Historiquement, c’est-à-dire, en gros, jusqu’aux années 70 (avec quelques notables exceptions – cf. les collections trash du Fleuve noir des eighties), les romans de gare se reconnaissaient à leurs emballages criards, fruits des délires graphiques de quelques illustrateurs pervers et des titres savamment racoleurs usinés par des romanciers stakhanovistes. On comprend ainsi pourquoi ces romans devenus livres-objets font le ravissement des collectionneurs d’art modeste et constituent un département fort prisé du Musée international des sous-cultures qui n’existe pour l’instant que dans le crâne des amateurs.
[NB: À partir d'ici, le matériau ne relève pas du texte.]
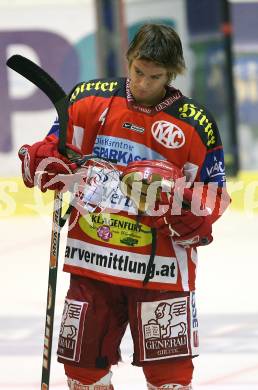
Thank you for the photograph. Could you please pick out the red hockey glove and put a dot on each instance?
(42, 163)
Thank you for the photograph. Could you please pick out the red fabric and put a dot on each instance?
(179, 371)
(188, 224)
(39, 169)
(86, 376)
(110, 309)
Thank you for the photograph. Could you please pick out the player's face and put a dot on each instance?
(147, 82)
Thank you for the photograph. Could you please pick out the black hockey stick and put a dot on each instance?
(58, 97)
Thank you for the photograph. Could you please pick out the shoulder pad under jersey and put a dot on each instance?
(198, 117)
(97, 87)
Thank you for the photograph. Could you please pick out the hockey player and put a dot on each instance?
(148, 127)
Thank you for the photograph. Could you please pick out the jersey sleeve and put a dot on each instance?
(78, 117)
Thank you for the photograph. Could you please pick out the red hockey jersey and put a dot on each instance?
(105, 121)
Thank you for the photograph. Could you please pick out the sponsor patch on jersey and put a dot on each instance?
(71, 330)
(168, 134)
(116, 230)
(165, 329)
(131, 126)
(213, 169)
(206, 127)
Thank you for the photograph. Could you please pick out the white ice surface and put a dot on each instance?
(227, 302)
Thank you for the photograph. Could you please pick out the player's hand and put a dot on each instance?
(43, 165)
La littérature de gare se confond parfois avec la littérature dite « de genre », façon dédaigneuse de qualifier la science-fiction, le fantastique, le polar, le roman noir, le roman d’espionnage, le thriller, etc. On utilise aussi, pour nommer l’innommable, le mot le plus con jamais inventé : paralittérature.
De tout cela, il ressort qu’il existe, a contrario, une littérature purement littéraire, officielle, rétive à toute forme d’imagination et présentée dans des éditions originales graphiquement neutres afin de ne pas rebuter le lecteur. Ajoutons que cette littérature interdite de gare par manque d’entrain peut s’avérer tout à tour verbeuse, prétentieuse, chiante à mourir, complètement niaise ou joliment vide…
Dès lors, plutôt que prétendre instaurer la lutte des classes en littérature, nous préférons recourir à une distinction des genres plus pertinente. Selon laquelle il n’existe que deux formes de littérature : la bonne et la mauvaise.
Dans la première catégorie, on trouve certains romans d’André Héléna (1919 – 1972), pionnier maudit du roman noir français, souvent réédité, toujours snobé. Dans J’aurai la peau de Salvador, publié en 1949, Héléna écrit : « C’était une nuit pluvieuse d’automne, quelque part, vers Montmartre. Une bruine légère huilait les trottoirs gras. De rares passants se hâtaient vers des destins provisoires. »
Ce sont les premières phrases du livre, celles dont le but est de vous prendre par la main et de vous emmener ailleurs. Ailleurs mais où ? Vers des plaisirs provisoires ? À chacun de choisir sa destination. Rien n’est écrit.